Watching a demo of the puzzles hurt my head. You scramble the lead character around on a pyramid of moving blocks, tugging the blocks to-and-fro to reach the top of each level. Meanwhile, the pyramid gradually crumbles underneath you. In other words, timed. It’s a bit like a sliding tile puzzle build around discrete moves, but in 3D. And with power-ups and a scoring system and a rewind feature and, eventually, other characters shoving you around. The term “action platformer” was used during the demo, which I can sort of see. That’s especially apparent during the local competitive game when both players are scrambling against each other’s progress. But I can’t help but think “just a puzzle game?”. A slightly cerebral Mario kind of thing? Who wants to play that? I get bored enough of perfectly decent shooters, RPGs, and platformers. Why do I want a full-length adventure game in which the gameplay is something I’d expect to fritter away time on an iPhone?

After every puzzle level, you sit in a confessional and answer a question that seems like it was taken from Cosmopolitan. The two examples we saw were “Is marriage the end of your life or the beginning of your life?” and the distinctly Japanese question, “Would you sacrifice your well-being for your job?” Over the course of the game, your answers move you on a law/chaos scale, which is also affected by how your character replies to text messages on his cellphone and optional conversations with the other denizens of this twenty-something slacker dating adventure.

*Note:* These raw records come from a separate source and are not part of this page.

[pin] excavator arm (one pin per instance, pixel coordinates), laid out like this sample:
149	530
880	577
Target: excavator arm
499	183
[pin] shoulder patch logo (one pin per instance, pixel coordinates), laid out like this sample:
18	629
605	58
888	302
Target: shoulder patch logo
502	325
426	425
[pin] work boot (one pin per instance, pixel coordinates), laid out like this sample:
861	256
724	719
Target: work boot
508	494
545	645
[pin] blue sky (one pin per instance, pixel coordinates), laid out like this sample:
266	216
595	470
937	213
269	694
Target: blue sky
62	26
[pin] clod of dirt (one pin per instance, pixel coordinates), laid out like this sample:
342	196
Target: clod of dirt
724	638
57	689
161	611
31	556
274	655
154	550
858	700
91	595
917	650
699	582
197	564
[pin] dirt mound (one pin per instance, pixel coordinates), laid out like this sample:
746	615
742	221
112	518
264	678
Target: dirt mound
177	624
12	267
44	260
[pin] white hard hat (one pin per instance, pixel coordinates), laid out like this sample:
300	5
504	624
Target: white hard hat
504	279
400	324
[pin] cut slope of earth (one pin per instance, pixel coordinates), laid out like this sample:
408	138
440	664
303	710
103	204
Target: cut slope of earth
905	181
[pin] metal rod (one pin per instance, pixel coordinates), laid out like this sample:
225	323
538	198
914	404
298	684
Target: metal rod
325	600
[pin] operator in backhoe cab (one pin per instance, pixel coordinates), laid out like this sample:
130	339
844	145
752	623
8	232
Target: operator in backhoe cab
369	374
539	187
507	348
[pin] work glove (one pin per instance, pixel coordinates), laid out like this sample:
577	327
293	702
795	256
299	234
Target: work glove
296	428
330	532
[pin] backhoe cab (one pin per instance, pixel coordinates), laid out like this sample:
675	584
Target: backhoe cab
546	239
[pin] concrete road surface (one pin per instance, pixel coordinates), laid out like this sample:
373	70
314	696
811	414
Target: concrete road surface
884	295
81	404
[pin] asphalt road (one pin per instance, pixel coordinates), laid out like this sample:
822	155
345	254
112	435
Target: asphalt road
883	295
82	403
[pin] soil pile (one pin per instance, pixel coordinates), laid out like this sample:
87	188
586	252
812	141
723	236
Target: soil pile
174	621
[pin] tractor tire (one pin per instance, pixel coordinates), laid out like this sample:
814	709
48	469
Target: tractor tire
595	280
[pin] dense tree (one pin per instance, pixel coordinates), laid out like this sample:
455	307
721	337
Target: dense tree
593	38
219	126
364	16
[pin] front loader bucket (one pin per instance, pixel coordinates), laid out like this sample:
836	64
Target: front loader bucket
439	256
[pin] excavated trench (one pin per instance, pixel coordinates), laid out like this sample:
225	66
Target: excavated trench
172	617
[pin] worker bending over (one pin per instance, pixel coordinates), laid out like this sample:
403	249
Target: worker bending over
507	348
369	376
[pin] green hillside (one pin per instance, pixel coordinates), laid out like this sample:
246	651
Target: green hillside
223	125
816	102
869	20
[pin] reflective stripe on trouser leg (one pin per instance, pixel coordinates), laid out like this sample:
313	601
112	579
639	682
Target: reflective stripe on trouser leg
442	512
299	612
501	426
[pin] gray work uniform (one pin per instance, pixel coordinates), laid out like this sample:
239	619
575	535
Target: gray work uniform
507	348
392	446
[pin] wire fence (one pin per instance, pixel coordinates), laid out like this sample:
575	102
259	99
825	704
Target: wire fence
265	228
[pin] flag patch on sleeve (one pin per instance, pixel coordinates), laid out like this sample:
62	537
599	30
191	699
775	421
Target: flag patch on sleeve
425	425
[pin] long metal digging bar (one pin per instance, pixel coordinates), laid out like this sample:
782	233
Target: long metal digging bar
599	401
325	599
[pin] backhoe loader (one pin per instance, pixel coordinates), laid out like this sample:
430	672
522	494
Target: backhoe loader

Kind of like Mass Effect, but without the aliens, moon buggy, or planetary scanning.

The law/chaos scale determines the course of events as the story unfolds its way towards one of several endings. There’s definitely something strange going on with our lead character, who has to decide whether to abandon his relationship for a hot new chick. Meanwhile, there’s something about murders in the city. The puzzle levels are the character’s nightmares, and boss fights (which are still the puzzle gameplay) are based on his anxieties. It looks like the entire game is wrapped up in some sort of cleverly presented story within a TV show meta-narrative.

Some games can’t really be reduced to their gameplay. I’m hoping this is the case with Catherine, as it was with Killer 7, LA Noire, The Path, Enslaved, and other games I’ve liked in spite of being awful actual games. While I hope Catherine is indeed a grown-up story about sexuality, I’m a bit skeptical given how coy it is about nudity, what a goofball the lead character is, and how pre-occupied the game is with establishing a dreamworld in which you clamber your way up a block puzzle. Strange and maybe charming? Sure, I can see that. Grown-up? About sexuality? More than another manga about big-eyed, big-breasted women? I’ll believe when I see it.